7. __Perform__ the following __SQL Join Queries__ and __store__ the results in DataFrames:

__Join "Movies" and "Votes"__ (all columns).

__Join "Movies" and "Votes" (only the columns "id", "title", "vote_average").__

__Join "Movies" and "Votes" (only the columns "id", "title", "vote_average") and return only those movies with vote_average > 8.__

__Join "Movies" and "Votes" (only the columns "id", "title", "vote_average") and return only those movies with vote_average > 8 and in ascending budget order__.

## Final Case Study

8. __Perform__ the following advanced __SQL Queries__ and __store__ the results in DataFrames:

__Get the Total Revenue (sum) for each Production Company.__

__Get all Production Companies for the movie "Titanic".__

__Get the Total Revenue (sum) for each Genre.__

__Get all Genres for the movie "Frozen II".__

# +++++++++ See some Hints below +++++++++++++

# ++++++++++++++++ Hints++++++++++++++++++++

__Hints for 1.__<br>
You can do this with sq3.connect("database_name.db")

__Hints for 2.__ <br>
You have to use pd.json_normalize(data = ..., record_path = ..., meta = ..., record_prefix = ... ) for Datasets #3 and #4 

__Hints for 3.__<br>
You can do this with: 

In [14]:
con = sq3.connect("movies.db")
df.to_sql("Table Name", con, index = False)
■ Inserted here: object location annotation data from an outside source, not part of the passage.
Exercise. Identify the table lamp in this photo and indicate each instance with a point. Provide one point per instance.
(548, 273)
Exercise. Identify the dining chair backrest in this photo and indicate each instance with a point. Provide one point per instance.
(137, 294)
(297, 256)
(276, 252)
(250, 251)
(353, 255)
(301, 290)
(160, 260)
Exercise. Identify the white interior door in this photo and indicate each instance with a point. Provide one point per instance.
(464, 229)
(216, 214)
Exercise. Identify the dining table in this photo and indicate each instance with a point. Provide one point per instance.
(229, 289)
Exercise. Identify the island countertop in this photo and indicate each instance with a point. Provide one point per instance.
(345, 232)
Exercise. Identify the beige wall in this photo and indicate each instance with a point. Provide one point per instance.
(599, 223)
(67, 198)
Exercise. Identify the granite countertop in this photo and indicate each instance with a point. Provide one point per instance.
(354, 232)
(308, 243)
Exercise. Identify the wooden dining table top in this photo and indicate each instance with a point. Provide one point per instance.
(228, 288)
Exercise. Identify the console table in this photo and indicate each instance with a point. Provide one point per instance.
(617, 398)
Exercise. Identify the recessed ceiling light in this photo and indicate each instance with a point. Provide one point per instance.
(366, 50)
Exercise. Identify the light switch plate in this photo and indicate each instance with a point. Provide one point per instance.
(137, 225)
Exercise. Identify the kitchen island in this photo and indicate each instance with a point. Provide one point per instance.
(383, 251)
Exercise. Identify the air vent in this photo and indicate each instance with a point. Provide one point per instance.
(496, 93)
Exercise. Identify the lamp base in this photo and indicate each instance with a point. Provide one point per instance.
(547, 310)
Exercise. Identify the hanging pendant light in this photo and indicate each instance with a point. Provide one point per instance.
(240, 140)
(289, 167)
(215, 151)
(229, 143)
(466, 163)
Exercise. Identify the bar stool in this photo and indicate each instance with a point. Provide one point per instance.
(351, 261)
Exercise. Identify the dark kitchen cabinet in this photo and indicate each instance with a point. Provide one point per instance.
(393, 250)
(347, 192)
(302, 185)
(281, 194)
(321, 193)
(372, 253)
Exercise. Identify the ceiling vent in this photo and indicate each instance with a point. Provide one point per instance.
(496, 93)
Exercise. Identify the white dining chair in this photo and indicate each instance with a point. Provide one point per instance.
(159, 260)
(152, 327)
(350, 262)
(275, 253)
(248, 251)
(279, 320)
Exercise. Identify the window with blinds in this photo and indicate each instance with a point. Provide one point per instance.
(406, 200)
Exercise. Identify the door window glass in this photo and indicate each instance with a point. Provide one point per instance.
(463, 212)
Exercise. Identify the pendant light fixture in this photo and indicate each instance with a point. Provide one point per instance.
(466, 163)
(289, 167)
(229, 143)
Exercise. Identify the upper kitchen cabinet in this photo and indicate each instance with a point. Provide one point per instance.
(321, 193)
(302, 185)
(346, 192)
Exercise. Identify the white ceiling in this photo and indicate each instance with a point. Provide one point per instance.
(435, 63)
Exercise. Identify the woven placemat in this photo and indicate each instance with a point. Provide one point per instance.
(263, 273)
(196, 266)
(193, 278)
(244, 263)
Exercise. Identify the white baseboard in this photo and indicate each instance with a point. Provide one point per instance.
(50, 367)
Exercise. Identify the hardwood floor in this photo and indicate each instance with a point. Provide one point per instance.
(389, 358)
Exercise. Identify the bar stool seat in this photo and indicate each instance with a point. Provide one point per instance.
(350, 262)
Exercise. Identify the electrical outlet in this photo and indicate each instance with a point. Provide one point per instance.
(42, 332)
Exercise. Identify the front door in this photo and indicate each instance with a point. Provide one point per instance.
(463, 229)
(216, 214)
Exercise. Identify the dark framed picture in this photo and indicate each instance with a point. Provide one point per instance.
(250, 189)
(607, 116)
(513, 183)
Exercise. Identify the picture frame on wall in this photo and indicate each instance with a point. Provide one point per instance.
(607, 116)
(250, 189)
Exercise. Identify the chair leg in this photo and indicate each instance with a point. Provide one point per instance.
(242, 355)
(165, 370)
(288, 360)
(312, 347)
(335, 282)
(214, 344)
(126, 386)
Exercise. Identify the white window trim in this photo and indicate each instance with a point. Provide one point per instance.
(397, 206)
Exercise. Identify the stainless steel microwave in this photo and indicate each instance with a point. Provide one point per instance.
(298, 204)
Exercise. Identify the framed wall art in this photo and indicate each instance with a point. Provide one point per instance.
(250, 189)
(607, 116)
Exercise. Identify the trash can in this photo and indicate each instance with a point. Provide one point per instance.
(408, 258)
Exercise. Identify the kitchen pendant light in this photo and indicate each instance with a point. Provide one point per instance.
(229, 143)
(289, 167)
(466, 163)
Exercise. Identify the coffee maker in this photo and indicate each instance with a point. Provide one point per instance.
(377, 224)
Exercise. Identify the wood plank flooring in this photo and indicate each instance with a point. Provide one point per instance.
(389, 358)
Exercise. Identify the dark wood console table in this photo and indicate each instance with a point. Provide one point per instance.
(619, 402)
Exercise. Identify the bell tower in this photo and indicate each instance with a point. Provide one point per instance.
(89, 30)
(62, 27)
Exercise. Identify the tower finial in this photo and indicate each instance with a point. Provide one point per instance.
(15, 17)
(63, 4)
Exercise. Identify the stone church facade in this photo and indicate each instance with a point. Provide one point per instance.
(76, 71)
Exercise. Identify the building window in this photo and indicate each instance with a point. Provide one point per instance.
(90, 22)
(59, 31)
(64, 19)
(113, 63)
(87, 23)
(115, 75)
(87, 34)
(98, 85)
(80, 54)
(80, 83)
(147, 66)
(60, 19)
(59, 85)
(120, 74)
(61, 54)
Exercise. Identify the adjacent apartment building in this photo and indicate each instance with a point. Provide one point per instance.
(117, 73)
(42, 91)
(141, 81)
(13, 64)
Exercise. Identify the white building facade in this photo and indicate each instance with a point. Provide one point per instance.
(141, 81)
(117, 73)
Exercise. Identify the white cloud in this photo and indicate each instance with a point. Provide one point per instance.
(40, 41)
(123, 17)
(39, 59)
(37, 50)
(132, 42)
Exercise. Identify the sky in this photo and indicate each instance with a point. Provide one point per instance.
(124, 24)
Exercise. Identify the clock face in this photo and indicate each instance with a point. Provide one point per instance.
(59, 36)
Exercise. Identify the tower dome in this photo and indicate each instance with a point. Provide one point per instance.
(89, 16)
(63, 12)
InterfaceError: Error binding parameter 3 - probably unsupported type.

__Hints for 4.__<br>
You can do this with:

In [None]:
con = sq3.connect("movies.db")
pd.read_sql("SELECT * FROM Table Name", con, index_col = ...)

__Hints for 5., 6., 7., 8.__<br>
You can do this with:

In [None]:
con = sq3.connect("movies.db")
df = pd.read_sql("insert the sql query here", con)